Thom si trovava vicino agli alberi e cercava di divertire i due figli di Marigan facendo roteare delle palle colorate estratte dalle maniche. Jaril e Seve lo fissavano in silenzio, senza battere ciglio, e si tenevano stretti l’un l’altro. Nynaeve non era rimasta sorpresa quando Marigan e Nicola le avevano chiesto di accompagnarla. Adesso Nicola guardava Thom e rideva deliziata, ma avrebbe trascorso ogni momento accanto a Nynaeve se questa glielo avesse permesso. Che anche Areina volesse venire era stata una sorpresa. Stava seduta da sola su un tronco morto e guardava Birgitte, che metteva la corda all’arco. Le tre donne sarebbero rimaste di stucco quando avessero scoperto cosa si nascondeva a Salidar.
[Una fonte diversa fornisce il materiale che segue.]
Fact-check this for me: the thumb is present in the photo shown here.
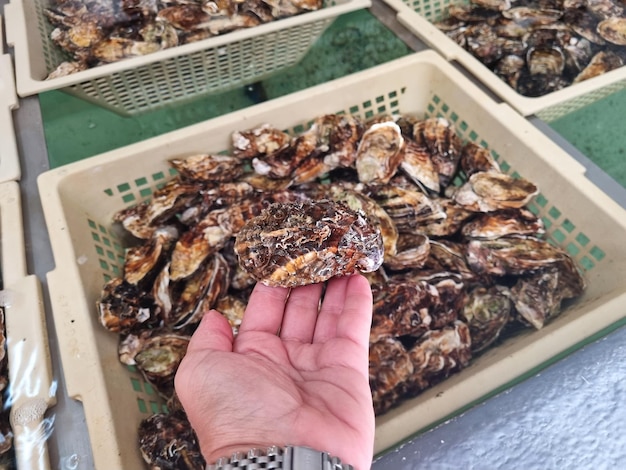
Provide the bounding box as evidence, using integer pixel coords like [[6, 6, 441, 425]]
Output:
[[187, 310, 233, 353]]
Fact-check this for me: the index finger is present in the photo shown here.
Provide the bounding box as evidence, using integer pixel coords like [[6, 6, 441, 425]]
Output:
[[336, 274, 374, 349], [239, 282, 289, 335]]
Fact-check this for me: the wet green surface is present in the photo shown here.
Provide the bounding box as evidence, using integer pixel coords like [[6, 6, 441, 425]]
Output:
[[40, 6, 626, 191], [40, 10, 412, 168], [550, 90, 626, 187]]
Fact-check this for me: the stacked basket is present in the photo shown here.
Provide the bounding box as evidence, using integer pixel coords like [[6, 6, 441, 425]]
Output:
[[5, 0, 370, 115], [0, 17, 20, 182], [383, 0, 626, 122], [0, 15, 56, 470]]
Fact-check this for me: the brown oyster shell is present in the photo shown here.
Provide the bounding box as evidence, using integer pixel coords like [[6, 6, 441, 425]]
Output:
[[355, 121, 404, 183], [413, 118, 463, 187], [369, 336, 413, 414], [461, 287, 513, 352], [137, 409, 206, 470], [461, 209, 545, 240], [235, 200, 384, 287], [170, 153, 243, 181], [466, 236, 567, 276], [96, 278, 155, 334], [231, 124, 291, 159], [405, 320, 472, 396], [453, 171, 539, 212]]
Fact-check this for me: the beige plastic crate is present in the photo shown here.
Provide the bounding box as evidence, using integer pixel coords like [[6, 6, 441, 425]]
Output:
[[383, 0, 626, 122], [0, 16, 21, 183], [5, 0, 370, 115], [0, 181, 56, 470], [38, 51, 626, 469]]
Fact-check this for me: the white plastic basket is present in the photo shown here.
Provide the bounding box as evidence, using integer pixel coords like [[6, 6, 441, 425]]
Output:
[[5, 0, 370, 115], [383, 0, 626, 122], [0, 16, 21, 183], [0, 181, 55, 470], [38, 51, 626, 469]]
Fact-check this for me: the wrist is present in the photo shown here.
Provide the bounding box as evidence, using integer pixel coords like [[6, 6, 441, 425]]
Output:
[[207, 446, 354, 470]]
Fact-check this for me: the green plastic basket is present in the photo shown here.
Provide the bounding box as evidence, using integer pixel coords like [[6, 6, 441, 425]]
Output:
[[5, 0, 370, 115], [38, 51, 626, 469]]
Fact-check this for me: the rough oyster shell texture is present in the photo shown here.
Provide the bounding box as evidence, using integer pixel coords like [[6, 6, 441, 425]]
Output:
[[235, 200, 383, 287], [97, 112, 585, 468], [44, 0, 323, 79], [435, 0, 626, 97]]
Almeno Nicola avrebbe trovato il suo santuario e forse Marigan avrebbe avuto l’occasione di distribuire le sue erbe se non c’erano troppe Gialle in giro.

«Nynaeve, hai pensato a... a come verremo accolte?»

Nynaeve guardò Elayne stupita. Avevano attraversato metà del mondo, o quasi, e sconfitto l’Ajah Nera due volte. Be’, a Tear erano state aiutate, ma a Tanchico era stata tutta opera loro. Avevano notizie di Elaida e della Torre che, era pronta a scommettere, nessuna a Salidar conosceva. E, cosa più importante, potevano aiutare queste Sorelle a entrare in contatto con Rand. «Elayne, non direi che ci accoglieranno come eroine, ma non sarei sorpresa se ci baciassero prima della fine della giornata.» Rand da solo ne sarebbe valso la pena.

Due dei marinai scalzi balzarono fuori per tenere ferma la barca a remi contro la corrente, Juilin e gli Shienaresi andarono a riva mentre i marinai risalivano a bordo. Sul Sapente di fiume gli uomini stavano già issando l’ancora.

«Facci strada, Uno» disse Nynaeve. «Voglio trovarmi in quel luogo prima che sia buio.» Dall’aspetto della foresta, tutta viticci e sottobosco polveroso, due chilometri potevano richiedere molto tempo. Se Neres non l’aveva raggirata. Questo la preoccupava più di qualsiasi altra cosa.